Why It Matters in NHI Security

Inference APIs are high-value because they often become the easiest path from external input to privileged internal action. If a secret is embedded in a client, if the endpoint lacks rate limiting, or if output is consumed automatically without validation, attackers can turn a model interface into a data-loss channel or an execution bridge. That is why NHI Management Group treats inference APIs as a governance surface, not just a technical endpoint.

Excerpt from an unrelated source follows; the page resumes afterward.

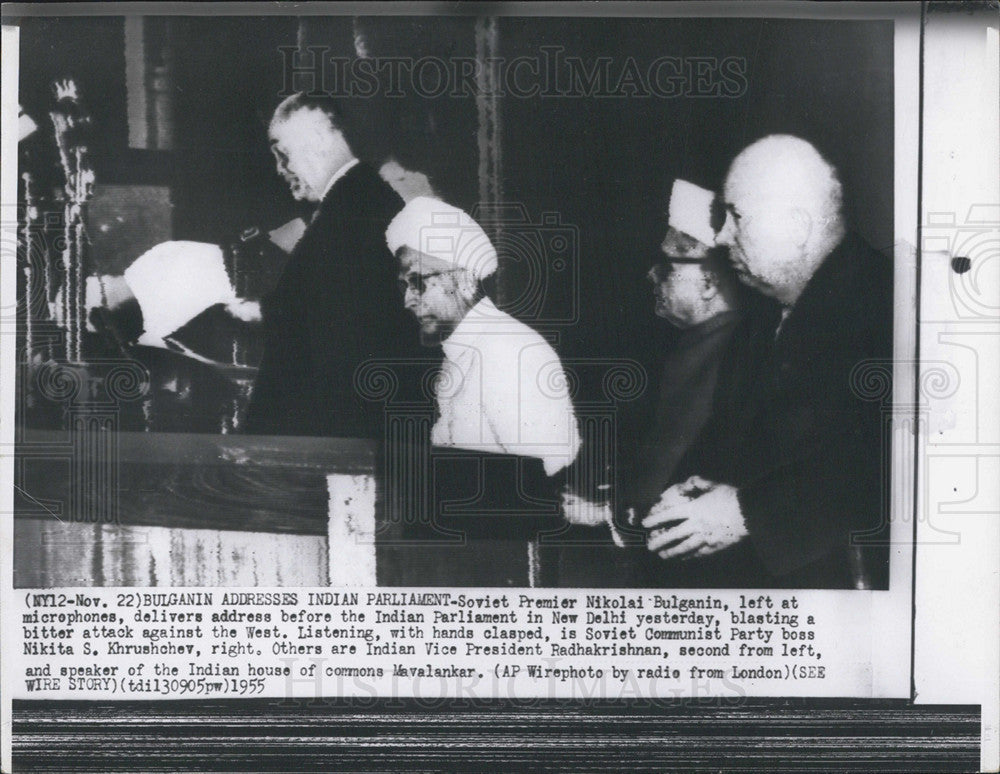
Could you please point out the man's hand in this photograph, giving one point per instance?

The risk is amplified by the broader NHI problem: NHI Mgmt Group reports that 97% of NHIs carry excessive privileges, which broadens the blast radius when an inference pathway is abused. A related concern is that 80% of identity breaches involved compromised non-human identities such as service accounts and api key, making the API token itself a likely point of failure. In practice, this means the endpoint must be governed with least privilege, rotation, logging, and explicit trust boundaries. Organisations typically encounter the true impact only after a prompt-injection incident, token leak, or downstream automation error, at which point the inference API becomes operationally unavoidable to address.

Standards & Framework Alignment

This section maps relevant standards and security frameworks to the operational risks and controls described in this guidance.

OWASP Agentic AI Top 10 and OWASP Non-Human Identity Top 10 address the attack and risk surface, while NIST CSF 2.0 set the governance and control requirements practitioners need to meet.

Framework Control / Reference Relevance
OWASP Agentic AI Top 10 Covers agent-facing model endpoints, tool misuse, and unsafe output handling.
NIST CSF 2.0 PR.AC-4 Inference APIs need least-privilege access and strong authentication at the boundary.
OWASP Non-Human Identity Top 10 NHI-02 Inference APIs often expose secrets and privileged tokens if poorly isolated.

Treat inference endpoints as attack surfaces and enforce input, output, and tool-use controls.